D'un point de vue techno-économique, 1870-2010, c'était l'âge du laboratoire de recherche industrielle et de la corporation bureaucratique. C'était aussi l'âge de la mondialisation, du transport maritime et ferroviaire bon marché qui a détruit la distance comme facteur de coût, et des liens de communication qui nous ont permis de parler à travers le monde en temps réel.

Le laboratoire de recherche, la corporation et la mondialisation ont alimenté la vague de découverte, d'invention, d'innovation, de déploiement et d'intégration économique mondiale qui a tellement augmenté notre indice. En 1870, le salaire quotidien d'un ouvrier non qualifié à Londres lui permettait d'acheter environ 5000 calories de pain. Aujourd'hui, il lui permettrait d'acheter 2,4 millions de calories de blé, presque cinq cents fois plus qu'en 1870.

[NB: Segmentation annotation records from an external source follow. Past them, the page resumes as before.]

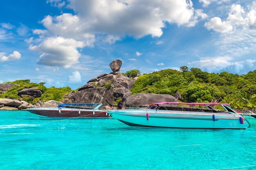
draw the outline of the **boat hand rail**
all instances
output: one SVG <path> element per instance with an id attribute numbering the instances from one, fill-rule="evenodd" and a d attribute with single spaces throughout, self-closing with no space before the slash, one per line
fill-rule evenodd
<path id="1" fill-rule="evenodd" d="M 141 107 L 141 108 L 122 108 L 121 109 L 146 109 L 147 107 Z"/>

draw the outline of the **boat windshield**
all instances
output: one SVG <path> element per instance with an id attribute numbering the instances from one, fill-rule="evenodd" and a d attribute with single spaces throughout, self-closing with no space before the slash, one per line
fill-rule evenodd
<path id="1" fill-rule="evenodd" d="M 94 109 L 101 104 L 60 104 L 58 107 L 60 108 L 71 108 L 81 109 Z"/>
<path id="2" fill-rule="evenodd" d="M 225 104 L 162 102 L 150 104 L 148 109 L 162 110 L 189 112 L 235 113 Z"/>

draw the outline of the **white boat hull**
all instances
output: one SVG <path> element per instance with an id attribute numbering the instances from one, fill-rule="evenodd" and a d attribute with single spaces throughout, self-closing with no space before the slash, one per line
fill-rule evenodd
<path id="1" fill-rule="evenodd" d="M 228 113 L 186 113 L 146 109 L 116 110 L 109 110 L 108 113 L 114 118 L 131 126 L 240 129 L 246 128 L 250 126 L 246 119 L 244 120 L 243 124 L 240 122 L 240 116 Z"/>

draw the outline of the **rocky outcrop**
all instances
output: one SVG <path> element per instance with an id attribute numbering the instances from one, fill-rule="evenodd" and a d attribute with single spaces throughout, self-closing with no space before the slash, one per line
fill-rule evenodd
<path id="1" fill-rule="evenodd" d="M 121 65 L 122 61 L 120 60 L 114 60 L 109 64 L 109 66 L 113 71 L 113 73 L 119 71 Z"/>
<path id="2" fill-rule="evenodd" d="M 171 95 L 139 93 L 132 95 L 130 90 L 137 78 L 125 77 L 119 71 L 121 60 L 112 61 L 110 66 L 113 72 L 99 75 L 88 81 L 65 103 L 101 103 L 107 109 L 126 107 L 147 107 L 149 103 L 174 102 Z"/>
<path id="3" fill-rule="evenodd" d="M 29 106 L 29 103 L 27 102 L 21 101 L 21 105 L 19 106 L 18 108 L 19 110 L 26 109 L 29 108 L 30 106 Z"/>
<path id="4" fill-rule="evenodd" d="M 0 110 L 18 110 L 18 108 L 9 106 L 4 106 L 0 108 Z"/>
<path id="5" fill-rule="evenodd" d="M 48 102 L 46 102 L 42 104 L 42 106 L 47 107 L 56 107 L 59 104 L 62 104 L 62 103 L 61 102 L 57 102 L 54 100 L 49 100 Z"/>
<path id="6" fill-rule="evenodd" d="M 18 107 L 22 103 L 19 100 L 10 99 L 0 99 L 0 105 L 3 104 L 4 106 Z"/>
<path id="7" fill-rule="evenodd" d="M 141 93 L 128 97 L 125 100 L 124 105 L 125 107 L 147 107 L 150 103 L 173 102 L 175 99 L 173 96 L 169 95 Z"/>
<path id="8" fill-rule="evenodd" d="M 69 98 L 71 103 L 102 103 L 106 108 L 121 107 L 128 96 L 136 79 L 125 77 L 119 71 L 122 62 L 116 60 L 110 64 L 113 72 L 99 75 L 88 81 Z M 67 100 L 66 100 L 67 101 Z"/>
<path id="9" fill-rule="evenodd" d="M 18 86 L 11 83 L 0 83 L 0 94 L 5 92 L 14 86 Z"/>
<path id="10" fill-rule="evenodd" d="M 42 95 L 42 89 L 36 88 L 24 88 L 18 93 L 20 96 L 27 96 L 38 97 Z"/>

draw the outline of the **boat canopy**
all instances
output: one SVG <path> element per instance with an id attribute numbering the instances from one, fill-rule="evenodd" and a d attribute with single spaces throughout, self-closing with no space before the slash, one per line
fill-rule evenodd
<path id="1" fill-rule="evenodd" d="M 74 105 L 75 104 L 79 105 L 95 105 L 95 104 L 101 104 L 100 103 L 63 103 L 63 104 L 59 104 L 59 106 L 66 106 L 66 105 Z"/>
<path id="2" fill-rule="evenodd" d="M 102 105 L 100 103 L 65 103 L 59 104 L 59 108 L 81 108 L 83 109 L 97 109 Z"/>
<path id="3" fill-rule="evenodd" d="M 227 103 L 183 103 L 178 102 L 161 102 L 160 103 L 155 103 L 151 104 L 153 105 L 157 104 L 187 104 L 191 105 L 230 105 L 230 104 Z"/>

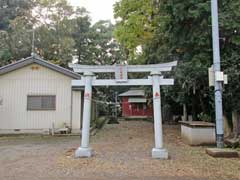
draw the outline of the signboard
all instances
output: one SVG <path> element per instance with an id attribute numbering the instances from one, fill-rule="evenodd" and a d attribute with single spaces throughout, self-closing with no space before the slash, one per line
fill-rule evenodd
<path id="1" fill-rule="evenodd" d="M 115 80 L 119 83 L 128 81 L 127 65 L 116 65 Z"/>

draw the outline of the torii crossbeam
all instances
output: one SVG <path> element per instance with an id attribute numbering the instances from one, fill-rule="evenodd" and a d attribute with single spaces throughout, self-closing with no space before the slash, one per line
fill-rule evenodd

D'un point de vue biosociologique, ce progrès a fait que la femme type n'avait plus besoin de passer vingt ans à manger pour deux. En 2010, c'était plutôt quatre ans. Et c'est aussi pendant ce siècle qu'on a pu empêcher plus de la moitié de nos bébés de mourir et empêcher plus d'un dixième des mères de mourir en couches.

D'un point de vue politique, la création et la distribution de richesses ont entraîné quatre choses. 1870-2010, c'est le siècle où les États-Unis sont devenus une superpuissance. C'est la période où le monde est devenu composé de nations plutôt que d'empires. Le centre de gravité de l'économie est venu à consister en de grandes entreprises oligopolistiques. Enfin, ça a créé un monde où les ordres politiques seraient légitimés par des élections au suffrage universel, plutôt que par la richesse, la tradition, le charisme ou la connaissance d'une clé secrète de la destinée historique.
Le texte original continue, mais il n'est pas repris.